Fetal alcohol spectrum disorders (FASD) are a group of conditions that arise after a child has been exposed to alcohol in the womb. To put it simply, when a pregnant mom drinks alcohol, so does her child — a result of the alcohol passing from the mom’s blood through the umbilical cord. Too much alcohol, and the baby can be born with any one of the FASD conditions: fetal alcohol syndrome, alcohol-related neurodevelopmental disorder, or alcohol-related birth defects. Each one of these causes the baby to be born with abnormal facial features, small head sizes, growth problems, and problems in the central nervous system and the brain.
The researchers of the current study were interested in seeing how FASD affected the development of brain function in 7- to 14-year-old kids over an extended period of time. “Functional magnetic resonance imaging (fMRI) has been used to observe brain activity during mental tasks in children with FASD, but we are the first to utilize these techniques to look at brain activation over time,” study author Dr. Prapti Gautam said in a press release. “We wanted to see if the differences in brain activation between children with FASD and their healthy peers were static, or if they changed as children got older.”
Most normally developing children experience a boost in cognitive function, particularly working memory and attention, as they go from elementary school to middle school. In order for this to occur, they first need to undergo improvements in visuospatial attention, or the way our brain focuses on things and processes them further. But the researchers found that the brains of children with FASD couldn’t activate as fast as healthy children.

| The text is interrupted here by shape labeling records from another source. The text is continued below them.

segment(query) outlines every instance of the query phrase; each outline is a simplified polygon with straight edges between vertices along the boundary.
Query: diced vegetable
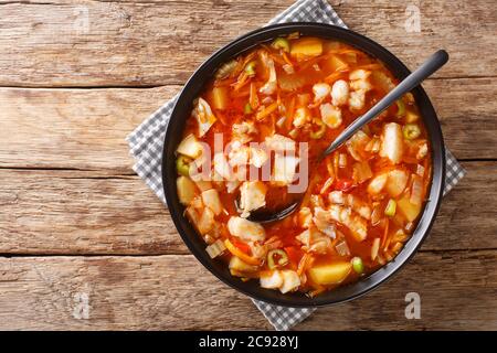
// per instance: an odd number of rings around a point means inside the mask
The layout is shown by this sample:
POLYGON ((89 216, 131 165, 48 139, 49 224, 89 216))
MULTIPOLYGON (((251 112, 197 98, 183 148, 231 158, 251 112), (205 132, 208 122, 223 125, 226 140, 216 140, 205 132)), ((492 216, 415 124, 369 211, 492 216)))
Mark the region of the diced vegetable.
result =
POLYGON ((388 180, 388 173, 382 173, 382 174, 378 174, 377 176, 374 176, 368 185, 368 192, 371 195, 378 195, 384 188, 384 185, 387 184, 387 180, 388 180))
POLYGON ((331 103, 334 106, 342 106, 349 99, 349 84, 343 79, 335 82, 331 88, 331 103))
POLYGON ((414 139, 419 138, 421 135, 420 127, 415 124, 406 124, 402 128, 402 132, 406 140, 414 140, 414 139))
POLYGON ((371 168, 367 161, 353 163, 353 180, 360 184, 372 176, 371 168))
POLYGON ((179 156, 176 159, 176 170, 179 174, 189 176, 190 175, 190 159, 186 156, 179 156))
POLYGON ((254 75, 255 75, 255 65, 256 65, 256 62, 255 62, 255 61, 252 61, 252 62, 250 62, 248 64, 246 64, 246 66, 245 66, 245 73, 246 73, 248 76, 254 76, 254 75))
POLYGON ((296 271, 290 269, 285 269, 282 271, 283 286, 279 288, 282 293, 287 293, 294 291, 300 286, 300 277, 298 277, 296 271))
POLYGON ((215 189, 211 189, 202 192, 202 201, 205 206, 212 210, 215 215, 220 215, 223 212, 223 205, 219 199, 219 193, 215 189))
POLYGON ((261 274, 261 287, 267 289, 277 289, 283 286, 283 276, 278 270, 263 271, 261 274))
POLYGON ((396 99, 396 116, 403 117, 405 115, 405 103, 402 99, 396 99))
POLYGON ((232 235, 246 242, 262 242, 266 237, 264 227, 261 224, 242 217, 230 217, 228 229, 232 235))
POLYGON ((349 276, 352 264, 339 261, 324 266, 316 266, 308 270, 310 279, 318 285, 338 285, 349 276))
POLYGON ((374 238, 371 246, 371 259, 374 261, 378 257, 378 252, 380 250, 380 238, 374 238))
POLYGON ((192 115, 197 119, 197 122, 199 125, 199 137, 204 136, 212 127, 212 125, 214 125, 214 122, 218 120, 212 114, 212 109, 209 103, 207 103, 207 100, 202 98, 197 99, 192 115))
POLYGON ((420 175, 412 174, 411 199, 414 205, 421 205, 423 202, 423 179, 420 175))
POLYGON ((205 248, 205 252, 211 258, 215 258, 220 256, 225 249, 226 247, 224 246, 224 243, 221 239, 218 239, 213 244, 209 245, 205 248))
POLYGON ((288 264, 288 255, 283 249, 274 249, 267 253, 267 267, 275 269, 288 264))
POLYGON ((319 127, 319 129, 317 131, 310 131, 309 137, 314 140, 317 140, 325 136, 326 125, 320 119, 316 119, 315 122, 319 127))
POLYGON ((408 110, 405 113, 405 122, 408 122, 408 124, 413 124, 413 122, 417 121, 419 118, 420 118, 419 115, 411 110, 408 110))
POLYGON ((214 213, 211 208, 204 207, 197 223, 197 229, 200 234, 208 234, 214 227, 214 213))
POLYGON ((399 196, 408 185, 409 173, 402 169, 393 169, 388 173, 387 192, 392 197, 399 196))
POLYGON ((197 186, 190 178, 181 175, 176 180, 176 188, 178 191, 178 199, 183 205, 189 205, 197 196, 197 186))
POLYGON ((415 205, 411 203, 410 197, 408 195, 403 196, 398 201, 399 210, 405 216, 408 222, 414 222, 421 212, 421 204, 415 205))
POLYGON ((350 263, 352 264, 352 268, 357 274, 361 275, 364 271, 364 264, 362 263, 362 259, 360 257, 353 257, 350 263))
POLYGON ((235 69, 237 63, 235 60, 229 61, 228 63, 221 65, 221 67, 215 73, 216 79, 223 79, 231 75, 231 73, 235 69))
POLYGON ((258 270, 258 266, 244 263, 240 257, 232 256, 230 259, 230 269, 239 272, 255 272, 258 270))
POLYGON ((212 189, 212 183, 210 181, 199 180, 195 181, 197 188, 199 188, 200 192, 204 192, 205 190, 212 189))
POLYGON ((396 211, 396 202, 395 200, 390 199, 387 203, 387 207, 384 207, 384 215, 389 217, 393 217, 396 211))
POLYGON ((230 104, 228 98, 228 87, 214 87, 212 88, 212 104, 215 109, 224 110, 230 104))
POLYGON ((302 38, 292 43, 292 56, 317 56, 322 53, 322 41, 318 38, 302 38))
POLYGON ((328 60, 328 64, 331 71, 343 71, 349 67, 347 62, 341 60, 338 55, 331 55, 328 60))
POLYGON ((330 128, 336 129, 341 125, 341 110, 329 103, 321 104, 319 107, 322 121, 330 128))
POLYGON ((244 114, 251 114, 252 113, 252 107, 251 107, 251 104, 248 101, 245 104, 245 107, 243 107, 243 113, 244 114))
POLYGON ((392 163, 399 163, 402 160, 403 141, 402 129, 396 122, 389 122, 383 128, 383 143, 380 156, 387 157, 392 163))
POLYGON ((279 49, 286 53, 289 52, 289 42, 287 39, 285 38, 277 38, 273 41, 273 43, 271 44, 271 46, 273 46, 274 49, 279 49))
POLYGON ((195 159, 202 153, 202 145, 200 145, 193 133, 190 133, 180 142, 176 151, 191 159, 195 159))
POLYGON ((337 245, 335 245, 335 249, 337 250, 338 255, 340 255, 340 256, 349 256, 350 255, 349 246, 347 245, 347 242, 345 239, 338 242, 337 245))
POLYGON ((245 181, 240 188, 240 208, 242 217, 247 217, 254 210, 266 205, 267 188, 262 181, 245 181))

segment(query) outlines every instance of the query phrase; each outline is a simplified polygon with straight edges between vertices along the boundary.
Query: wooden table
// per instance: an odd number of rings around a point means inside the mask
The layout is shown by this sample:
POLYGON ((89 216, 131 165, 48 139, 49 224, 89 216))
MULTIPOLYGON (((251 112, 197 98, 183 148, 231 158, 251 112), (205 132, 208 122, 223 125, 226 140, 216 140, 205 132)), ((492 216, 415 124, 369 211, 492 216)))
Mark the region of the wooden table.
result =
MULTIPOLYGON (((133 172, 125 137, 214 50, 293 1, 0 1, 0 329, 271 329, 189 254, 133 172)), ((393 279, 297 329, 497 329, 494 0, 332 1, 429 79, 467 176, 393 279), (404 315, 421 296, 421 319, 404 315)))

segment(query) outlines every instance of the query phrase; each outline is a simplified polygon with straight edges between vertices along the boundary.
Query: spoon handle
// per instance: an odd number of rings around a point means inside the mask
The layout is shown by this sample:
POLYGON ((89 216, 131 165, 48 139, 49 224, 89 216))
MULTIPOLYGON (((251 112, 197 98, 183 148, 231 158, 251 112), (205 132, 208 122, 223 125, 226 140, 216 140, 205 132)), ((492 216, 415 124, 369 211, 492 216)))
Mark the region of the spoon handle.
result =
POLYGON ((434 72, 441 68, 448 61, 447 52, 440 50, 426 60, 420 67, 411 73, 404 81, 402 81, 395 88, 390 90, 380 101, 378 101, 371 109, 369 109, 363 116, 357 118, 350 124, 330 146, 322 152, 322 158, 339 148, 345 141, 347 141, 357 130, 362 126, 371 121, 383 110, 390 107, 396 99, 401 98, 404 94, 421 84, 426 77, 431 76, 434 72))

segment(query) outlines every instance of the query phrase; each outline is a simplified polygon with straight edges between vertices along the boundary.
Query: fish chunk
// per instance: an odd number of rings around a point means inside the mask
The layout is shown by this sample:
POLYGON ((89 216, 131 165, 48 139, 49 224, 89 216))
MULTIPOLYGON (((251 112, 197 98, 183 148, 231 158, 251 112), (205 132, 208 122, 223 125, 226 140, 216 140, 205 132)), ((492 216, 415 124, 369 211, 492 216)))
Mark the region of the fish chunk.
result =
POLYGON ((347 104, 348 98, 349 84, 343 79, 335 82, 334 87, 331 88, 331 103, 334 106, 342 106, 347 104))
POLYGON ((228 231, 245 242, 262 242, 266 237, 264 227, 255 222, 232 216, 228 221, 228 231))
POLYGON ((266 205, 267 188, 262 181, 245 181, 240 186, 240 208, 241 216, 246 218, 251 211, 264 207, 266 205))
POLYGON ((199 137, 204 136, 218 120, 212 113, 209 103, 207 103, 207 100, 202 98, 199 98, 197 100, 192 115, 199 124, 199 137))
POLYGON ((387 124, 383 128, 380 156, 396 164, 402 160, 403 149, 401 126, 396 122, 387 124))

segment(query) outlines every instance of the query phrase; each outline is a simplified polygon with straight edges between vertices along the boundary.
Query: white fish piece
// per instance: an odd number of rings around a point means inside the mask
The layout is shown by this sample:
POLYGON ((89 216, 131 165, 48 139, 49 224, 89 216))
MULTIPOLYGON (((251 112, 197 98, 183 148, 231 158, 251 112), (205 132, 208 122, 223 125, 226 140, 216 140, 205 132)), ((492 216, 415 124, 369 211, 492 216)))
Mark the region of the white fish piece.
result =
POLYGON ((338 79, 331 88, 331 103, 334 106, 342 106, 349 99, 349 84, 343 79, 338 79))
POLYGON ((263 242, 266 237, 266 232, 261 224, 236 216, 228 221, 228 231, 245 242, 263 242))
POLYGON ((228 163, 226 158, 223 153, 215 153, 213 158, 214 171, 225 180, 232 179, 232 170, 230 163, 228 163))
POLYGON ((349 107, 352 110, 360 110, 364 107, 366 103, 366 92, 364 90, 353 90, 350 93, 349 107))
POLYGON ((336 238, 337 233, 335 229, 335 224, 331 222, 325 210, 321 207, 316 207, 314 210, 313 222, 320 232, 334 239, 336 238))
POLYGON ((348 227, 358 242, 366 239, 368 236, 368 223, 360 215, 352 213, 351 208, 331 205, 327 211, 329 217, 348 227))
POLYGON ((282 270, 283 286, 279 288, 282 293, 296 290, 300 286, 300 277, 297 272, 290 269, 282 270))
POLYGON ((370 71, 367 69, 355 69, 349 74, 349 79, 356 81, 356 79, 367 79, 371 75, 370 71))
POLYGON ((215 189, 207 190, 202 192, 201 196, 203 204, 209 208, 211 208, 216 216, 220 215, 221 212, 223 212, 223 205, 221 203, 221 200, 219 199, 218 190, 215 189))
POLYGON ((388 173, 381 173, 376 175, 368 185, 368 192, 371 195, 378 195, 384 188, 384 185, 387 184, 387 180, 388 180, 388 173))
POLYGON ((404 145, 402 140, 402 129, 396 122, 389 122, 383 127, 383 136, 380 156, 390 159, 394 164, 402 160, 404 145))
POLYGON ((258 92, 264 95, 272 95, 276 90, 276 68, 274 67, 274 61, 267 55, 266 52, 261 52, 261 60, 264 65, 269 69, 269 78, 262 86, 258 92))
POLYGON ((273 181, 278 185, 292 184, 300 159, 295 156, 275 154, 273 181))
POLYGON ((267 152, 262 148, 251 147, 251 164, 261 168, 269 159, 267 152))
POLYGON ((241 143, 246 143, 252 140, 252 135, 257 133, 257 128, 254 121, 245 120, 240 124, 233 124, 231 128, 233 139, 239 140, 241 143))
POLYGON ((313 86, 314 101, 321 101, 329 95, 331 87, 326 83, 318 83, 313 86))
POLYGON ((203 98, 197 99, 192 115, 199 124, 199 137, 204 136, 218 120, 212 113, 211 106, 203 98))
POLYGON ((274 151, 295 151, 295 141, 286 136, 275 133, 265 139, 265 145, 274 151))
POLYGON ((341 110, 340 108, 325 103, 319 107, 322 122, 325 122, 330 129, 336 129, 341 125, 341 110))
POLYGON ((240 186, 241 216, 246 218, 251 212, 266 205, 267 188, 262 181, 245 181, 240 186))
POLYGON ((260 280, 262 288, 278 289, 283 286, 283 276, 278 270, 262 272, 260 280))

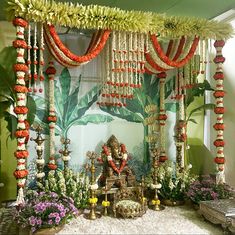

For the study, the researchers enlisted 31 kids with FASD and 30 without it to undergo an overall total of 122 fMRI scans over the course of two years. While they underwent the scans, they also completed tasks meant to activate parts of their brains responsible for visuospatial attention, among other things. Although their performance on the tasks was comparable, the researchers found that there were “significant differences in development brain activation over time between the two groups,” said Dr. Elizabeth Sowell, director of the Institute’s Developmental Cognitive Neuroimaging Laboratory, in the release. “While the healthy control group showed an increase in signal intensity over time, the children with FASD showed a decrease in brain activation during visuospatial attention, especially in the frontal, temporal, and parietal regions.”
It’s these problems, among so many others that children with FASD develop, that have caused some people to mistake FASD for attention deficit hyperactivity disorder (ADHD). According to a study from April, this happens because so many teachers look for signs of ADHD, but rarely FASD. Unfortunately, the best way to treat kids with FASD — there is no cure — is to catch it with early intervention, which can improve their development.
Not every woman who drinks while pregnant will give birth to a child with FASD (But why take a chance?), and there are no exact figures on how many children are born with FASD. The CDC estimates that as many as two children per 1,000 are born with fetal alcohol syndrome, and about three times that many have FASD.